Tuesday, 16 March 2010

I am Submissive

I am submissive, i am an owned slave, i live 24/7 with my Master in a TPE relationship.
No matter what social site i am on the above sentance forms part of my profile, it is who and what i am, that does not change. So why then do 'new' people who interact with Master seem to think i am going to 'Dom' them as well ? To me it just shows the total lack of understanding of what a submissive is. I have no desire to be a switch, its not in my make up, i am submissive to my Master and i do as i am told sexually but at the same time He knows that i am not one to swop from being a sub to a dom just because some fruit loop online has desires to e 'taken' by a man and woman together.
All too often i see online people talk about how they want to be used and abused, monkey sex 24/7 and be dominated sexually, often times they get with a Master who already has a slave and seem to think that their wants and needs are the only thing that the Master is going to fulfill, to the point of Him telling those He already owns to do what the new one wants because she is new and learning. This is not how things should be, well in my opinion any way and as i am the one writing this its my opinion that counts.

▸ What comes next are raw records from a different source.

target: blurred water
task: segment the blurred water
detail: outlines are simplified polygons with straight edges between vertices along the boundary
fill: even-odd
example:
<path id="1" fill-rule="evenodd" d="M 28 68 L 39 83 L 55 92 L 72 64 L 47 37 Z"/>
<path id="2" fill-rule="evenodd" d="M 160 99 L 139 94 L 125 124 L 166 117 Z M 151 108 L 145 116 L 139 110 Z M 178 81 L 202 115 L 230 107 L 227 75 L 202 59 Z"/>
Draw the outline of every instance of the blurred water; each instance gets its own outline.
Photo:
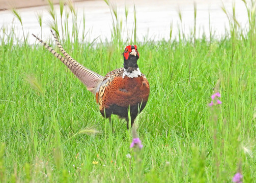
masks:
<path id="1" fill-rule="evenodd" d="M 143 41 L 146 37 L 148 39 L 159 40 L 169 38 L 170 26 L 172 22 L 173 38 L 178 36 L 178 27 L 181 25 L 178 11 L 180 10 L 182 17 L 182 28 L 186 35 L 191 33 L 194 24 L 194 2 L 191 0 L 137 0 L 137 1 L 110 1 L 117 5 L 118 15 L 123 20 L 124 38 L 131 37 L 134 26 L 133 4 L 136 7 L 137 18 L 137 36 L 138 40 Z M 247 27 L 248 17 L 244 3 L 241 1 L 234 1 L 237 19 L 241 27 Z M 232 0 L 223 1 L 197 0 L 194 2 L 197 7 L 196 36 L 202 36 L 203 32 L 209 37 L 210 29 L 214 33 L 217 39 L 225 34 L 228 29 L 229 23 L 226 15 L 221 9 L 224 5 L 232 16 Z M 129 10 L 127 21 L 128 32 L 126 31 L 125 7 Z M 74 3 L 75 9 L 78 13 L 78 20 L 82 23 L 83 13 L 86 15 L 86 32 L 90 32 L 88 41 L 92 41 L 98 38 L 97 41 L 110 40 L 112 29 L 112 18 L 109 7 L 103 1 L 86 1 Z M 54 6 L 59 13 L 59 6 Z M 29 42 L 34 43 L 35 39 L 31 35 L 34 33 L 41 37 L 41 29 L 37 19 L 37 14 L 42 15 L 44 40 L 50 38 L 50 32 L 46 22 L 51 20 L 48 13 L 47 6 L 24 8 L 18 10 L 23 22 L 26 34 L 29 34 Z M 60 22 L 60 16 L 58 21 Z M 72 22 L 71 20 L 70 22 Z M 209 26 L 209 20 L 210 25 Z M 22 37 L 20 23 L 9 11 L 0 11 L 0 27 L 10 28 L 15 25 L 15 32 L 17 36 Z M 82 27 L 80 27 L 82 28 Z M 80 31 L 81 33 L 81 31 Z M 3 34 L 1 30 L 0 34 Z"/>

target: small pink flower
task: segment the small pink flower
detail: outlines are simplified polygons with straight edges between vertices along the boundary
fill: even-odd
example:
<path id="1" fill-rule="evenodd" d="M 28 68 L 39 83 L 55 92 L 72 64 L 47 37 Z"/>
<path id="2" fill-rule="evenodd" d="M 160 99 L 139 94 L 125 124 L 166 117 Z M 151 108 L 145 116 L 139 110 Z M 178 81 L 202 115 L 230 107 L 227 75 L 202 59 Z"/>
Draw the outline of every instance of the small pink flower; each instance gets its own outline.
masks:
<path id="1" fill-rule="evenodd" d="M 218 98 L 220 97 L 220 94 L 218 92 L 213 94 L 211 96 L 212 100 L 211 101 L 211 103 L 209 104 L 209 106 L 212 106 L 213 105 L 216 105 L 216 103 L 213 103 L 213 101 L 215 101 L 217 102 L 217 104 L 221 104 L 222 103 L 221 101 L 220 101 Z"/>
<path id="2" fill-rule="evenodd" d="M 219 100 L 218 100 L 218 100 L 217 100 L 217 103 L 218 104 L 222 104 L 222 102 L 220 101 Z"/>
<path id="3" fill-rule="evenodd" d="M 232 179 L 233 182 L 235 183 L 242 183 L 243 182 L 243 175 L 240 173 L 237 173 L 234 175 Z"/>
<path id="4" fill-rule="evenodd" d="M 214 100 L 216 97 L 220 97 L 220 94 L 219 93 L 217 92 L 216 94 L 213 94 L 211 97 L 212 100 Z"/>
<path id="5" fill-rule="evenodd" d="M 213 105 L 213 101 L 211 101 L 211 103 L 210 104 L 209 104 L 209 106 L 212 106 Z"/>
<path id="6" fill-rule="evenodd" d="M 132 142 L 131 143 L 130 147 L 135 147 L 136 145 L 138 145 L 140 149 L 141 149 L 143 147 L 143 145 L 141 144 L 141 141 L 139 140 L 139 138 L 135 138 L 132 140 Z"/>

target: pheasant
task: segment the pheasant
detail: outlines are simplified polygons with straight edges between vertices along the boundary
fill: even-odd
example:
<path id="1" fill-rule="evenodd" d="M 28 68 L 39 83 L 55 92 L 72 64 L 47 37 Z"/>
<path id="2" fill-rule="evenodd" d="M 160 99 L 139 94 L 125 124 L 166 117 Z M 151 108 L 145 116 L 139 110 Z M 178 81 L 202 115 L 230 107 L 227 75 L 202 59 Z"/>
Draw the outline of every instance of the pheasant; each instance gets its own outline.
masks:
<path id="1" fill-rule="evenodd" d="M 145 75 L 139 71 L 137 61 L 139 57 L 136 45 L 127 46 L 123 53 L 124 67 L 108 73 L 103 77 L 82 66 L 64 49 L 51 29 L 56 44 L 64 57 L 55 51 L 46 43 L 32 34 L 44 47 L 68 69 L 95 95 L 100 113 L 111 121 L 111 115 L 116 114 L 127 121 L 131 127 L 137 115 L 148 102 L 150 87 Z M 130 116 L 129 116 L 130 114 Z"/>

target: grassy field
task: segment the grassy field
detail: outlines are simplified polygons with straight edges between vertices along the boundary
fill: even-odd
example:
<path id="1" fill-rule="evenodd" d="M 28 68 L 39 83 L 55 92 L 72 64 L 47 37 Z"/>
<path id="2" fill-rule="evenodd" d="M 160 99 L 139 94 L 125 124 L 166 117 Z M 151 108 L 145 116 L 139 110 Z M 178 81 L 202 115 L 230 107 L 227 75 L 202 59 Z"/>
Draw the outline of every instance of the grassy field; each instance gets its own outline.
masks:
<path id="1" fill-rule="evenodd" d="M 131 40 L 122 40 L 124 27 L 110 8 L 111 41 L 91 44 L 78 40 L 70 8 L 73 24 L 57 27 L 52 9 L 51 26 L 91 70 L 104 75 L 122 67 L 121 53 L 136 42 L 151 89 L 135 121 L 144 147 L 130 147 L 131 130 L 117 116 L 112 132 L 93 95 L 40 43 L 28 45 L 28 36 L 2 28 L 0 182 L 231 182 L 237 172 L 244 182 L 255 181 L 255 9 L 248 9 L 248 29 L 234 16 L 220 40 L 195 38 L 195 29 L 186 38 L 180 29 L 179 38 L 140 42 L 136 26 Z M 55 47 L 53 40 L 45 41 Z M 222 103 L 215 98 L 209 106 L 218 92 Z"/>

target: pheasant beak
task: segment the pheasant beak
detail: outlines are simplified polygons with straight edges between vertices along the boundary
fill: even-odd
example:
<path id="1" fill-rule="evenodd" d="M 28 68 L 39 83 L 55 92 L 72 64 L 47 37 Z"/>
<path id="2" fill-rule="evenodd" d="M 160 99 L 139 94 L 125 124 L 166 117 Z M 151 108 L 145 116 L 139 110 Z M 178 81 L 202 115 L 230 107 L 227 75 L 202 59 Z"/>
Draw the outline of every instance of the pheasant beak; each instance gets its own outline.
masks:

A Master has an obligation to those He owns to make sure all her needs and desires are also being fulfilled, telling her to crawl around on all fours and bark does not make her a dog the same as telling her to take a flogger to a new one does not make her a switch, if she has no desire to do this and she finds it hard to actually comprehend then why would she be told to do something that goes against the grain of her very being ?
All too often when a new one comes along the facination of a new pussy, the golden hole is very strong for a Master and He seems to block out everything and everyone else out, this can and does cause damage to those already part of the 'family'. While i understand the need to spend more time with the new one to teach her and mentor her a good Master should also realise that the chances of her actually being 'real' and interested in this way of life are very slim once the initial sex fest has worn off, and if He is not careful then He will have caused irrepairable damage to the existing real slave He owns (owned). And to be fair its not always His fault, new ones coming into an existing relationship often feel they have to manipulate and monopolize the Masters time and attention because they feel inferior - this again leads to Him ignoring the basic needs of those already under His control.

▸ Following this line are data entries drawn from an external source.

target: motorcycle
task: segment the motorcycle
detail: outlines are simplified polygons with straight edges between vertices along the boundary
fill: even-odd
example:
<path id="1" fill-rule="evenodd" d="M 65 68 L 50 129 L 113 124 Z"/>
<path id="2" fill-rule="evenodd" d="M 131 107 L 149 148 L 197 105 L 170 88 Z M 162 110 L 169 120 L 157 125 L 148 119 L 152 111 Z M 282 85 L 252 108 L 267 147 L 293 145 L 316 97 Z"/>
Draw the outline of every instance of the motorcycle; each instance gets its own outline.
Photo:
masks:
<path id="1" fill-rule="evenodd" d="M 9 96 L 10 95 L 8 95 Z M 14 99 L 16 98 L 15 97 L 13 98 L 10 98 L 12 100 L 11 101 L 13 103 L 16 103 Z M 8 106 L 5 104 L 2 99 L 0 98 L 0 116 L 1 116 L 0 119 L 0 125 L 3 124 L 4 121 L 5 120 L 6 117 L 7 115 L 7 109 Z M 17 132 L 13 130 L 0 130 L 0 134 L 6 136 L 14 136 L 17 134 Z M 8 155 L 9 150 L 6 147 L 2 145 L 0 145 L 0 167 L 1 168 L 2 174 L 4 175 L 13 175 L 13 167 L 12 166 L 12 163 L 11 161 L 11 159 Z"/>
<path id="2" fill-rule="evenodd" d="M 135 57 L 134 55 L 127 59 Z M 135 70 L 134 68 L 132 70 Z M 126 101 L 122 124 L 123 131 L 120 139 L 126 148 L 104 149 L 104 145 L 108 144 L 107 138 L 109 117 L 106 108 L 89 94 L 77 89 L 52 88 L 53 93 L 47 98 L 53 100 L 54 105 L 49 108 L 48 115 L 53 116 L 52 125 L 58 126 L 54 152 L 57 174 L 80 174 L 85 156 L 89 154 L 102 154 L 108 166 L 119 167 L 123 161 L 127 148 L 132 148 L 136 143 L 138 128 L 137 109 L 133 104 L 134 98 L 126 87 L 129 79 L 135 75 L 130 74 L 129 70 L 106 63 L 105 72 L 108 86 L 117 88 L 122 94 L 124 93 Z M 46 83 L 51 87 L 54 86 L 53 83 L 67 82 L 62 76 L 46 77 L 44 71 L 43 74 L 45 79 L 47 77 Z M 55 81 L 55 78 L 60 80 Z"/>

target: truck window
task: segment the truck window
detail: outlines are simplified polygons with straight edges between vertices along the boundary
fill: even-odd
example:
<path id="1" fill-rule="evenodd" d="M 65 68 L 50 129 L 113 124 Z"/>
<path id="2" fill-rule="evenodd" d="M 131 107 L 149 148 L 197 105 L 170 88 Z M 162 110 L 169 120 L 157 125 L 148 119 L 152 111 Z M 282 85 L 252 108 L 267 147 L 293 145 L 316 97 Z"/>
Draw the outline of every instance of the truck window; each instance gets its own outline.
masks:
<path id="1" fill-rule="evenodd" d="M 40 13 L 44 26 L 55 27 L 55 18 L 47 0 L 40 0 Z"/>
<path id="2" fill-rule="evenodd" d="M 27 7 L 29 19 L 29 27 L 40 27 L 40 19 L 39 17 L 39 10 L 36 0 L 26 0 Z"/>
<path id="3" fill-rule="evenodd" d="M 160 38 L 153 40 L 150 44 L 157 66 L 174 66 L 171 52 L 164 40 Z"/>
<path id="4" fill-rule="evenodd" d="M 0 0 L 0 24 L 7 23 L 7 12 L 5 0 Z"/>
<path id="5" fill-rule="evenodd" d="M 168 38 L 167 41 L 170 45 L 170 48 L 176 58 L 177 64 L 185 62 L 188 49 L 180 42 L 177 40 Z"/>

A lot is said about subs and slaves not being able to handle poly and the arguments and jealousy that results from it but in my honest opinion not all Masters/Doms can handle it either, they do not understand that while they might be having fun with the new one all the time they are failing to attend to the others in the family, and that is where the problems start.
To be poly takes a certain quality in a person and that goes for ALL involved whether its a sub/slave or Master/Dom, there ae certain things that should not be overlooked as when things go pear shaped many will find themselves all alone with nowhere to turn.